That looks like a concept that I could really use for my current project.

Right now I use busy-waiting and spinlocks. Instead I could be sending warps to sleep when all shared memory buffers are in use.

Oh, I’ve hit a snag. Is there a way to formulate the get_buffer() without the warp vote function _all() ?
I am targeting compute 1.1 (using global atomics for the available_buffers mask)

Why is warp vote needed at all if only lane 0 (the first thread in each warp) ever gets to set the success variable?

After some heavy thinking, here’s my attempt at removing the warp vote:

__shared__ int warpsuccess[NBUFFERS + NBARRIERS];
    do {
        buffer = __ffs(available_buffers) - 1; // note that all threads of the warp will read the same value!
        if (lane==0) {
            warpsuccess[tid / warpSize] = atomicClearBit((unsigned int*)&available_buffers, buffer);
            if (warpsuccess[tid / warpSize] && buffer >= NBUFFERS) {
                // no free buffers, we got a barrier to sleep on instead:
                unsigned int barrier = buffer - NBUFFERS;
                asm volatile("bar.sync %0, 2*32;" :: "r"(barrier));
            }
        }
    } while (warpsuccess[tid / warpSize] == 0 || buffer >= NBUFFERS);

More snags: bar.arrive requires sm_20. Ouch.

Why does bar.sync take an argument even for sm_1x, if there is no bar.arrive to match it? hmm…

I don’t think you’ll get this working on compute capability 1.x devices, sorry. Main problem, as you noticed, is that bar.sync always involves all warps.
Maybe with some reverse engineering of undocumented behavior someone can come up with a clever use of the 16 different barriers available even on CC 1.x devices.

I used the warp vote (instead of just switching off all other threads) so that the other threads could receive the “buffer” value without having to pass it through shared memory (or a shuffle instruction, only available on CC 3.x).
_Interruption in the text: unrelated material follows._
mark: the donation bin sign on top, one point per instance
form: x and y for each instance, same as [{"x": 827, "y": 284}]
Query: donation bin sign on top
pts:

Well I changed my compilation to sm_20 for the time being. Having integrated everything, unfortunately it blows up at some point. I’ll do some debugging and hopefully it’s just some minor issue or oversight on my part.

UPDATE:
Okay, I have this running now on a Kepler device (compute 3.0), targeting sm_20. The issue why it crashed were some shared memory alignment restrictions that exist in the unified pointer addressing scheme on sm_20, that were perfectly legal under sm_11.

But my goodness, did this experiment degrade my application’s performance! Spinlocks were way faster than what I am currently seeing with bar.sync / bar.arrive

This aligns with my findings. So far I’ve not come across any problem that could profit from these operations. There always was a faster way of doing it, using less tricks.